These major observations related to total sucrose, not
sugar-sweetened beverages per se, but they did have an
additional analysis in children looking at the association
between consumption of beverages sweetened with sugars and overweight. This showed a relative risk of 1.55
for being overweight in those children with a high intake compared to a low intake, which is clearly a potential public health concern.
Greenwood et al.50 identified 9 studies in a total of 11
publications that were concerned with intake of sugarsweetened beverages and the risk of developing T2D.

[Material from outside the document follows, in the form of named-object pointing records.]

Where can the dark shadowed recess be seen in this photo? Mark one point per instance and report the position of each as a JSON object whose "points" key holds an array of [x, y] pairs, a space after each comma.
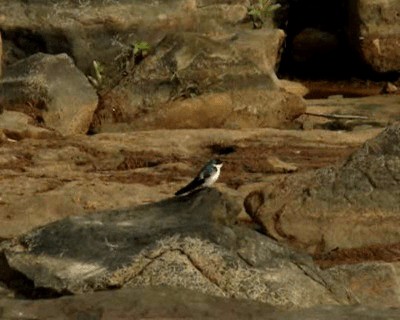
{"points": [[317, 48]]}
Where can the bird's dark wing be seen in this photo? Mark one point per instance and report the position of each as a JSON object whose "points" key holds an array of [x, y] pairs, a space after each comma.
{"points": [[196, 182], [206, 172]]}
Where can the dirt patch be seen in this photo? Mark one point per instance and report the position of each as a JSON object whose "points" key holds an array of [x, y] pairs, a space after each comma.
{"points": [[387, 253], [241, 165], [321, 89], [19, 163], [134, 160]]}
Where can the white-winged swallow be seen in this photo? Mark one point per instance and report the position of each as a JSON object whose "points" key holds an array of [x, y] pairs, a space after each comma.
{"points": [[205, 178]]}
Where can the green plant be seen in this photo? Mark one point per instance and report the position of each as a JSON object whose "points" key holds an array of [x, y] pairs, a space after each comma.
{"points": [[141, 49], [97, 79], [259, 11]]}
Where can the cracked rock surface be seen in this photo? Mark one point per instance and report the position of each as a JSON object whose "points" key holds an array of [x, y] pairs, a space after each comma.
{"points": [[349, 206], [189, 242]]}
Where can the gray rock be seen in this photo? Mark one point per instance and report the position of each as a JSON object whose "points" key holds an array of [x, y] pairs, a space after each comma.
{"points": [[172, 303], [17, 126], [53, 89], [188, 242]]}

However, 5 of these studies could not be included in the
meta-analysis, leaving only 4 cohort studies.51–54 The result of this meta-analysis was a statistically significant association between consumption of sugar-sweetened
beverages and the risk of developing T2D, with an increased relative risk of 1.07/100 mL with sugar-sweetened
beverage consumption.
While most reviews of the literature have not distinguished between total sugars and sugars from sweetened beverages in terms of effects on body weight or
food intake, there have been some reports of individual
studies that present information in relation to this. In
adults, the comparison of beverages sweetened with
sugars vs noncaloric sweeteners has shown higher energy intakes with those containing sugars,55,56 demonstrating incomplete compensation for the sugars in
these sweetened beverages. In addition, RCTs in children have shown similar results for an effect of sugarsweetened beverages on weight (and BMI) gain in
growing children. For example, de Ruyter et al.57 conducted a randomized trial comparing these beverages
with an artificially sweetened beverage on BMI over an
18-month period. Because these were growing children
(age at entry ranged from 4 years 10 months to 11 years
11 months), the BMI is expressed as a z-score from the
127
mean BMI at each child’s age. Normal growth would,
thus, be reflected by no change in the z-score over the
18-month period. The artificially sweetened beverage
group showed stability of BMI, with an increase in zscore of only 0.02 standard deviations, whereas the
group consuming beverages with added sugars had an
increase of 0.19 standard deviations (which was statistically significant). It must be noted that this study is by
far the best designed of the RCTs in children that investigated the effects of sugar-sweetened beverages on
weight, although other studies58 have provided data that
would support the observations by de Ruyter et al.57
Thus, there is some evidence that sugar-sweetened
beverages are associated with increased energy intake in
a free-living situation in which energy intake is not being restricted. This may be a risk factor for the development of obesity, more likely as a simple consequence
of increased energy intake rather than any specific
metabolic effect of the sugars consumed. The epidemiological evidence reporting an association between
sugar-sweetened beverages and risk of T2DM is a
concern, but as with other such studies, confounding
cannot be excluded. Nevertheless, it is unlikely that
major new studies will pursue this topic further, so any
advice offered to the public will have to be based on the
evidence presently available.
CONCLUSION
It is clear that potential benefits to health are provided
by tea, cocoa, and milk, with the major effects or associations being related to aspects of cardiovascular health.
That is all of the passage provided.